Incat fails to rule out more job cuts

June 6, 2001


HOBART — Voluntary and forced redundancies at the Incat boat-building company have resulted in Incat’s work force being reduced from 900 to 710. Last year the work force was 1000-strong but workers who left have not been replaced for some time.

Despite this significant reduction, Incat managing director Craig Clifford has refused to rule out further cuts. On June 2, the Hobart Mercury reported rumours that a further 100 forced redundancies would take place on June 8, followed by another 50 a week later.

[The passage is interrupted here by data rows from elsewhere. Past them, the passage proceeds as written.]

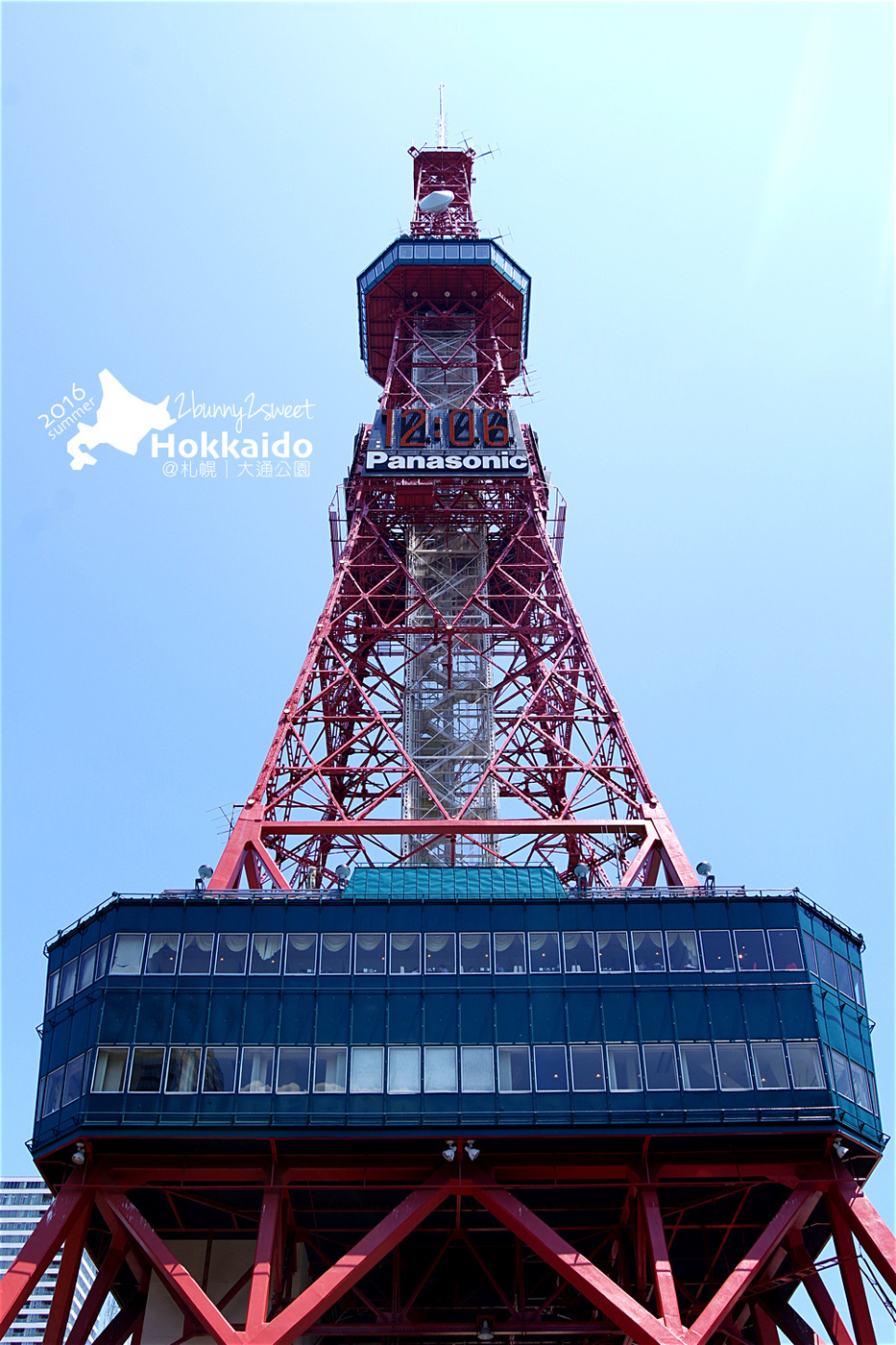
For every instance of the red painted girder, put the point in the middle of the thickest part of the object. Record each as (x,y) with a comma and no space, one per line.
(619,1307)
(338,1280)
(797,1206)
(39,1250)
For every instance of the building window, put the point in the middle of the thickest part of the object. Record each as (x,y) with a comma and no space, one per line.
(768,1063)
(681,945)
(294,1069)
(127,958)
(750,945)
(513,1069)
(74,1080)
(255,1069)
(109,1069)
(403,955)
(579,951)
(510,954)
(145,1069)
(366,1069)
(53,1092)
(647,948)
(805,1064)
(661,1072)
(161,958)
(588,1068)
(440,954)
(544,951)
(86,967)
(220,1073)
(335,954)
(473,952)
(302,954)
(842,1078)
(550,1069)
(697,1071)
(267,950)
(329,1066)
(403,1069)
(476,1069)
(67,981)
(785,948)
(230,954)
(623,1068)
(440,1069)
(717,955)
(613,951)
(183,1069)
(370,954)
(195,955)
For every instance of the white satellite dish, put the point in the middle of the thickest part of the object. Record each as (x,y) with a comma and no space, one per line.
(436,201)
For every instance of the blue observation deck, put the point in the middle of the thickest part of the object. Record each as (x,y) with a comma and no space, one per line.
(490,999)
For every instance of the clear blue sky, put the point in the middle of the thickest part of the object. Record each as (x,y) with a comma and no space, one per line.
(702,195)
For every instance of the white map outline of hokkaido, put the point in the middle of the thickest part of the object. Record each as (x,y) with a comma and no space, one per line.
(123,420)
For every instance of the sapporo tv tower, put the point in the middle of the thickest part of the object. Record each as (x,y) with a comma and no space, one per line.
(455,1045)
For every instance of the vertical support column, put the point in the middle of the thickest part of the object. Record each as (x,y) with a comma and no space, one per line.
(852,1277)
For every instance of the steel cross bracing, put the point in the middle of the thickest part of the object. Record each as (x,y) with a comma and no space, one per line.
(653,1251)
(561,764)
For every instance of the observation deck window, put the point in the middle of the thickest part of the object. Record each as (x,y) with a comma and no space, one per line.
(786,951)
(647,948)
(335,955)
(302,954)
(195,954)
(440,954)
(661,1072)
(681,945)
(473,954)
(510,954)
(294,1069)
(734,1066)
(768,1063)
(750,945)
(255,1069)
(366,1069)
(145,1069)
(623,1068)
(514,1073)
(109,1069)
(403,1069)
(550,1069)
(183,1069)
(579,951)
(230,954)
(267,951)
(613,951)
(403,955)
(588,1066)
(220,1073)
(370,954)
(476,1069)
(440,1069)
(697,1073)
(717,955)
(544,951)
(805,1064)
(161,959)
(127,958)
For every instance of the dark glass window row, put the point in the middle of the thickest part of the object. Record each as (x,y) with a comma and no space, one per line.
(835,970)
(503,952)
(584,1066)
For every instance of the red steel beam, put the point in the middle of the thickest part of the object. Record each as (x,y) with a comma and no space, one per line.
(39,1250)
(619,1307)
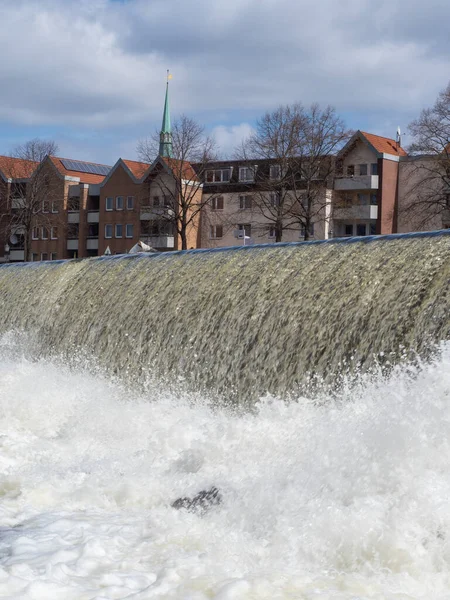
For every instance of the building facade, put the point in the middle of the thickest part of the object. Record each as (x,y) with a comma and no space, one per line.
(82,209)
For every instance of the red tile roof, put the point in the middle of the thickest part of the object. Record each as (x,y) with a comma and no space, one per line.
(17,168)
(187,170)
(385,145)
(84,177)
(137,168)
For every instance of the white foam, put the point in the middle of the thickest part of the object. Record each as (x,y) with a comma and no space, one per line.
(346,500)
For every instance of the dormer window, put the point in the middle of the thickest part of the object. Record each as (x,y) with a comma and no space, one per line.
(246,174)
(218,175)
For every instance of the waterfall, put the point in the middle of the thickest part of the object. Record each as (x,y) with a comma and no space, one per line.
(239,322)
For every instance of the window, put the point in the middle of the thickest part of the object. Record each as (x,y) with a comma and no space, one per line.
(92,230)
(246,174)
(348,230)
(311,230)
(215,232)
(246,229)
(361,229)
(218,175)
(73,231)
(275,172)
(217,203)
(275,199)
(245,202)
(363,199)
(73,204)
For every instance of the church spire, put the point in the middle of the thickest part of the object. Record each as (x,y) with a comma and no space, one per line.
(165,137)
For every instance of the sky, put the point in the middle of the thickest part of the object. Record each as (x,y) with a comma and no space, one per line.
(91,74)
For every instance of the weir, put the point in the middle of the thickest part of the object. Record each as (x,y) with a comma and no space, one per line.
(239,322)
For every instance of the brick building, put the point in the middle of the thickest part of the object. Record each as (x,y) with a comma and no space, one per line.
(87,209)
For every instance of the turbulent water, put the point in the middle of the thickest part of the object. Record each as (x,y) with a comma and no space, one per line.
(345,499)
(239,322)
(340,495)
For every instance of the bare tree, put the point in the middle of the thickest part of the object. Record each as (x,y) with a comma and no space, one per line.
(30,191)
(192,151)
(429,188)
(297,146)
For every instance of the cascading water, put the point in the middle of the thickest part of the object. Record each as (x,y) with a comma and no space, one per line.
(342,498)
(242,322)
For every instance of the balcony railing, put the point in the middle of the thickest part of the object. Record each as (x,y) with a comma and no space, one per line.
(356,182)
(153,213)
(356,211)
(160,241)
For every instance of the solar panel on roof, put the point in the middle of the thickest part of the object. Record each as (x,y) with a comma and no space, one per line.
(84,167)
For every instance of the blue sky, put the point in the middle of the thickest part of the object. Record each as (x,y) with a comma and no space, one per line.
(91,74)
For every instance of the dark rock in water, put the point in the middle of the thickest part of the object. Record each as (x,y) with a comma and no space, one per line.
(201,502)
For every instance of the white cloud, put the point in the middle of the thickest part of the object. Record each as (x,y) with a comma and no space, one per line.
(228,138)
(100,65)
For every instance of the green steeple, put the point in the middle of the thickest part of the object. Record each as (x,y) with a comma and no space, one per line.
(165,137)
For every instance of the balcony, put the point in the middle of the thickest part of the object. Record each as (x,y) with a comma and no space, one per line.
(357,211)
(357,182)
(73,217)
(72,244)
(92,244)
(93,217)
(153,213)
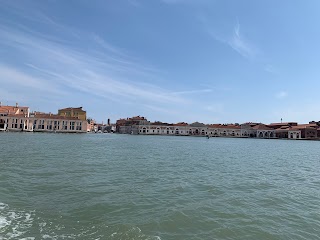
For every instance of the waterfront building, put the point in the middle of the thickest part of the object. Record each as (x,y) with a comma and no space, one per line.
(289,130)
(73,112)
(15,118)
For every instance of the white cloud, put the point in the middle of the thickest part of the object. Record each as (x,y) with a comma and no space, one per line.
(282,94)
(241,45)
(236,41)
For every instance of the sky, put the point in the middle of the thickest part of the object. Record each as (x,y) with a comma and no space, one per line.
(212,61)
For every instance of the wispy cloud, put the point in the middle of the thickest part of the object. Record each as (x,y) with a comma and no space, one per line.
(103,70)
(236,40)
(241,45)
(282,94)
(192,92)
(270,69)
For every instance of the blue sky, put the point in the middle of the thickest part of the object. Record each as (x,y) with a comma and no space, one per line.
(213,61)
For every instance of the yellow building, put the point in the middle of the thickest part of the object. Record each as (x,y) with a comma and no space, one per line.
(73,112)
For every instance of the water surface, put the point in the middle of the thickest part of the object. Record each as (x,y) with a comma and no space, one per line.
(109,186)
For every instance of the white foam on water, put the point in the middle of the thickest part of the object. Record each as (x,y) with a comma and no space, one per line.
(4,222)
(3,206)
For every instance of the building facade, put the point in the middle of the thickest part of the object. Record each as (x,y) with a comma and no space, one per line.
(20,119)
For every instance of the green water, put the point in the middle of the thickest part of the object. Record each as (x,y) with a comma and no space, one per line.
(108,186)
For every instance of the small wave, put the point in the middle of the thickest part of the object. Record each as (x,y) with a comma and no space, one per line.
(13,224)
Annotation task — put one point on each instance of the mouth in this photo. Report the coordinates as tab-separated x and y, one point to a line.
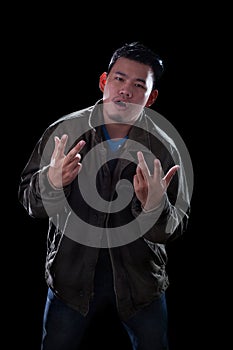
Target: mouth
120	103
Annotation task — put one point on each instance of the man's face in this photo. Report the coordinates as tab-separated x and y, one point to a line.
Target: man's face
126	91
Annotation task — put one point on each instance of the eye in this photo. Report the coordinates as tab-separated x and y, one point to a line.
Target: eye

The Australian Manufacturing Workers Union (AMWU), the principal union at the site, has applied to the Australian Industrial Relations Commission seeking an order against further sackings until further negotiations with the union have taken place.

A similar appeal to the Tasmanian Industrial Commission neither prevented the June 1 round of forced redundancies nor resulted in improvements to the redundancy package offered by the company. The commission did however uphold the union’s refusal to agree to a four-day week, which the company had originally intended to implement.

The AMWU has consistently criticised the package as inadequate overall, repeatedly highlighting the fact that it is capped at 12 weeks pay for those who been employed by Incat for more than five years. Nevertheless the company is firing according to the rule “last on, first off” and so improvements at the lower end of the scale would mean more benefits to many of those losing their jobs. Workers who have worked less than one year for the company get a payout of only one week’s wages.

The establishment media was in the fortunate position of being able to report that one Incat worker won a $9 million Powerball jackpot three and a half hours after being made redundant. Only one worker got what Clifford called a “silver lining”. Many suffered only the cloud which still hangs over the rest of the company’s employees.